Republic of the Philippines
SUPREME COURT
Manila

SECOND DIVISION

G.R. No. 179944               September 4, 2009

PEOPLE OF THE PHILIPPINES, Appellee,
vs.
ANTONIO ORTIZ, CHARITO CHAVEZ, EDWIN DASILIO and JERRY DOE, Appellants.

D E C I S I O N

QUISUMBING, J.:

For review on certiorari is the Decision1 dated July 18, 2007 of the Court of Appeals, in CA-G.R. CR H.C. No. 01305, which affirmed with modification the Decision2 dated August 23, 2004 of the Regional Trial Court of Pili, Camarines Sur, Branch 32, in Criminal Case No. P-3064, convicting appellants Antonio Ortiz, Charito Chavez and Edwin Dasilio for the crime of robbery with rape.

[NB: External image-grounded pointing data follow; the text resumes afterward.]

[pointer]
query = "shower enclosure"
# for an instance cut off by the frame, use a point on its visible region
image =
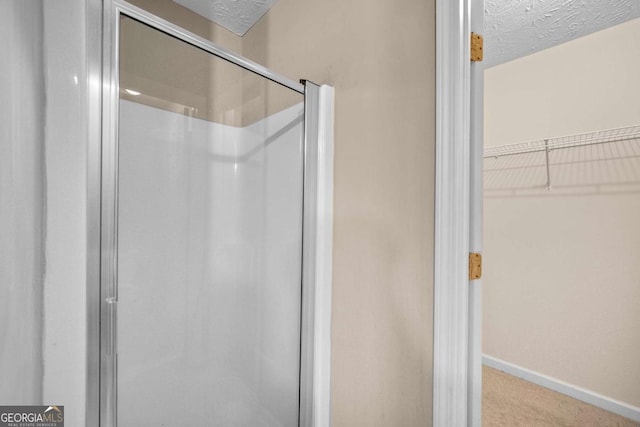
(214, 247)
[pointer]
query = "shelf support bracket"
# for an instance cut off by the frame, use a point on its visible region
(546, 154)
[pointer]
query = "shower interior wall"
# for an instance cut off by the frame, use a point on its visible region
(210, 219)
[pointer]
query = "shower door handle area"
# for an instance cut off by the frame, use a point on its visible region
(207, 297)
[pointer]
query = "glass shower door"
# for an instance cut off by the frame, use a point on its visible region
(209, 206)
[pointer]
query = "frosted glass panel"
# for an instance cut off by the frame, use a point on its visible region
(209, 241)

In an Information3 dated August 14, 2000, Ortiz, Chavez, Dasilio and Jerry Doe (at large) were charged with the crime of Robbery with Multiple Rape allegedly committed as follows:

That on or about the 22nd of April 2000 at around 7:00 o’clock in the evening at Zone xxx, Brgy. xxx, Municipality of Pili, Province of Camarines Sur, Philippines and within the jurisdiction of this Honorable Court, the above-named accused, conspiring, confederating and with intent to gain and while all armed with guns, by means of force and violence against the persons of BBB and AAA4 at their residence, did then and there willfully, unlawfully and feloniously, take, steal and carry away the following items, to wit: 1 pair gold rings, 1 pc. Cellphone (Nokia), 1 pc. walkman, 1 pc. Radio cassette (sony), 2 pcs. wrist watch, 2 pcs. flashlights, 1 pc. emergency light, assorted ID’s amounting to Thirty Thousand (₱30,000.00) Pesos and cash of Three Thousand (₱3,000.00), all valued at a total amount of Thirty[-]Three Thousand (₱33,000.00) Pesos Philippine Currency, but before leaving with the loots the above-named accused, with violence, force and intimidation of person, at gun point succeeded in having carnal knowledge of the same AAA, one after the other, in taking their turns in satisfying their carnal desires, against her will, to the damage and prejudice of the spouses, BBB and AAA.

ACTS CONTRARY TO LAW.

Upon arraignment, appellants Ortiz, Chavez and Dasilio pleaded not guilty to the charge. Whereupon, trial ensued.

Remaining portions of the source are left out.